Will smoke detectors keep your home safe?
HOUSTON – It's the middle of the night and your house catches fire. At this point, the most valuable thing in your home is your smoke detector, which is designed to sound the alarm when fire breaks out. That smoke detector's sole purpose is to wake you up so you can get your family out as quickly as possible.
"They were saying 'Daddy, Daddy, please help us, we gonna burn, please Daddy help,'" said Brian Robertson.
Those were the terrible screams of panic that woke Robertson last Memorial Day as his Houston home filled with thick, black smoke. His house was on fire with his 10 kids inside.
Robertson described the flames and the sound of windows popping as he ran through the smoke to save his children, but one thing was missing, the sound of smoke detectors. He said that although he had two working smoke alarms with fresh batteries in them, the smoke detectors never sounded the alarm.
"Even with all that smoke that was coming into the rooms, we still didn't get no sound from the smoke detectors. They never made a sound," Robertson said, shaking his head.
The Robertsons said they had the most common type of smoke detectors, called ionization smoke detectors, which are used in 90 percent of American homes, according to the National Fire Protection Association.
Using ionization technology, experts say these smoke detectors work well in big, flaming, fast-moving fires but not in slow, smoldering, smoky fires, the kind of fires that kill most people at night.
Don Russell is a scientist at Texas A&M who has tested hundreds of smoke detectors over the last 20 years inside a special fire safety lab. He said ionization smoke alarms can take way too long to warn your family of fire, if a slow, smoky fire breaks out in your home.

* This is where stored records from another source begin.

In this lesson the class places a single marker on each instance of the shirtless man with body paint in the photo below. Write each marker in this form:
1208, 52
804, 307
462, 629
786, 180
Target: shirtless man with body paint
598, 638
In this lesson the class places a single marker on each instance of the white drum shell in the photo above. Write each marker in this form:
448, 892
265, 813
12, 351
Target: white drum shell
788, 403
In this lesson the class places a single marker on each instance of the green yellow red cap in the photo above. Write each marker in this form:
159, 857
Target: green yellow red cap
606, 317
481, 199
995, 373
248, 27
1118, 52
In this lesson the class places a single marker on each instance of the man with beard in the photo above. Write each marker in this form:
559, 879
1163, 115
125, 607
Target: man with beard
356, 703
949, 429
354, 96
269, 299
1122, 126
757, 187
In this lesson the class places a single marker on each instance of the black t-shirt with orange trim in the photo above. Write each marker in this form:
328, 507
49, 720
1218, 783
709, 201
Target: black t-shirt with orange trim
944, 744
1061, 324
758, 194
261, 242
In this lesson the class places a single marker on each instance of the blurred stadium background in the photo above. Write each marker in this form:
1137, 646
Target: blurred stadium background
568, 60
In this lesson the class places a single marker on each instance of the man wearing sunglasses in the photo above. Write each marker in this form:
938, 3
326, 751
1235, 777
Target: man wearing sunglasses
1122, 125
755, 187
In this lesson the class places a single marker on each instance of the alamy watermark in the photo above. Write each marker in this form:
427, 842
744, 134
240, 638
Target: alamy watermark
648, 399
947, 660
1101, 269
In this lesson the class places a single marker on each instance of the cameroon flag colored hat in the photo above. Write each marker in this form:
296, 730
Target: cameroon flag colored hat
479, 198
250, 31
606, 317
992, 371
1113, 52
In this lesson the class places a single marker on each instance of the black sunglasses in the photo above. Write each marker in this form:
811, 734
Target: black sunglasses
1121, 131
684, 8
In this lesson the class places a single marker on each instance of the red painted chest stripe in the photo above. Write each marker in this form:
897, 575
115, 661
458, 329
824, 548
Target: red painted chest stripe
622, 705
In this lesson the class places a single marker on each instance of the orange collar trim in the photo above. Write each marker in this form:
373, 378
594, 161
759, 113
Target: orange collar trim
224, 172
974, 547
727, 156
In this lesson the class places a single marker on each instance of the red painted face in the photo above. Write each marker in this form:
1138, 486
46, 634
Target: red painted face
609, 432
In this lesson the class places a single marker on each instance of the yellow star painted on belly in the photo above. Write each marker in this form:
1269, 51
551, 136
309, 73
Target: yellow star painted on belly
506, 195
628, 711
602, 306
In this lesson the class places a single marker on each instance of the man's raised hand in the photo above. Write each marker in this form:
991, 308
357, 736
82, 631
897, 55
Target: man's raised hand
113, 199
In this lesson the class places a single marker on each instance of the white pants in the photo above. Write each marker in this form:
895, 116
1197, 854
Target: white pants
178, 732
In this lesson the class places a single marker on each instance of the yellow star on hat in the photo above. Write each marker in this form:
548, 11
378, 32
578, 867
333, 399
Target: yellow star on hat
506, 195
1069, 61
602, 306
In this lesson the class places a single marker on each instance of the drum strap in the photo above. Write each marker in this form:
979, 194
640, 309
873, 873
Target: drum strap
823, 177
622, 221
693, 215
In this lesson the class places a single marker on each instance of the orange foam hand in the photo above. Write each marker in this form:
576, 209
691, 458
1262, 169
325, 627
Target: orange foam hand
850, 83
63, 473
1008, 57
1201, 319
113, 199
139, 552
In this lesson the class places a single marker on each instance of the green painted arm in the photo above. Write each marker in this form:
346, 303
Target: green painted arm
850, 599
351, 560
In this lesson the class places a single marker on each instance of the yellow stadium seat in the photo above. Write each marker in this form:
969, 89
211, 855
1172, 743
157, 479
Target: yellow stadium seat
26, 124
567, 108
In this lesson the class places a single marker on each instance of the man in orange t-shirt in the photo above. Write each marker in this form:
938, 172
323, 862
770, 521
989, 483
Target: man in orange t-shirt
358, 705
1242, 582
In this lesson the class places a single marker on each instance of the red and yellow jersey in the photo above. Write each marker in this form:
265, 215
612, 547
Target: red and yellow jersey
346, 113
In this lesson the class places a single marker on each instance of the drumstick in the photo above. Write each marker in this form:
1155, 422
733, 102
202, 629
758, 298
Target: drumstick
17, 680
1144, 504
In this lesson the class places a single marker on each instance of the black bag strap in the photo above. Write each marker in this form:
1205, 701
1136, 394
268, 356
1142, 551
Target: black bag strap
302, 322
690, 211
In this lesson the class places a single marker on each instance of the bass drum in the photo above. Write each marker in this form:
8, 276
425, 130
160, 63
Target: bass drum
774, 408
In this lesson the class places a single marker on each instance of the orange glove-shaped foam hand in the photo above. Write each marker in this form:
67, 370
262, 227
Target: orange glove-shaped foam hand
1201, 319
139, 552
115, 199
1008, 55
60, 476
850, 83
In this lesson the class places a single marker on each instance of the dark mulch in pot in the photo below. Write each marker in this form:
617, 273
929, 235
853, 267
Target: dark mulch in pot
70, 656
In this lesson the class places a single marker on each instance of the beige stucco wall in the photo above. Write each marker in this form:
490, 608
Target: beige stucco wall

"If you have an ionization smoke detector in a slow, developing fire, that fire may burn for 10 minutes, 20 minutes, 50 minutes or more, before that smoke detector sounds," Russell said.
Channel 2 Investigates, working with the Cy-Fair Volunteer Fire Department, decided to test the ionization smoke detector side by side with what's called a photoelectric smoke detector. The photoelectric detector works with completely different technology and is said to be much, much faster at detecting slow, smouldering fires.
We filled two glass tanks with polyester fiber and inserted a soldering iron in each tank to create heat. Then we added tiny cameras and started our stop watch to measure how much time it would take for the ionization detector and the photoelectric detector to go off.
With tiny puffs of smoke swirling inside both tanks, the photoelectric detector went off at exactly four minutes, five seconds.
But inside the other tank, five, 10, 15 minutes went by with no alarm at all.
Finally at fifteen minutes, thirty seconds, the ionization smoke detector sounded its warning. That's nearly four times slower than the photoelectric smoke detector.
In a real fire, Lt. Brian Shirley of the Cy-Fair Volunteer Fire Department says this could have been very dangerous, even deadly, because fires can double in size every five to seven minutes.
"By the time that alarm goes off, there's going to be too much heat and too much smoke to get out of that house safely", Brian says.
Fire experts say, make no mistake: Smoke detectors save lives and are vital for your family's safety.
So what should you do?
Russell said, ideally, you would have both types of smoke detectors in your home.
"The easiest thing is to buy several photoelectric smoke detectors and mount them right next to your existing ionization smoke detectors, so you are protected", Russell said.
The price difference between ionization detectors and photoelectric detectors is about $10, and smoke detectors that employ both technologies are also available at most hardware stores.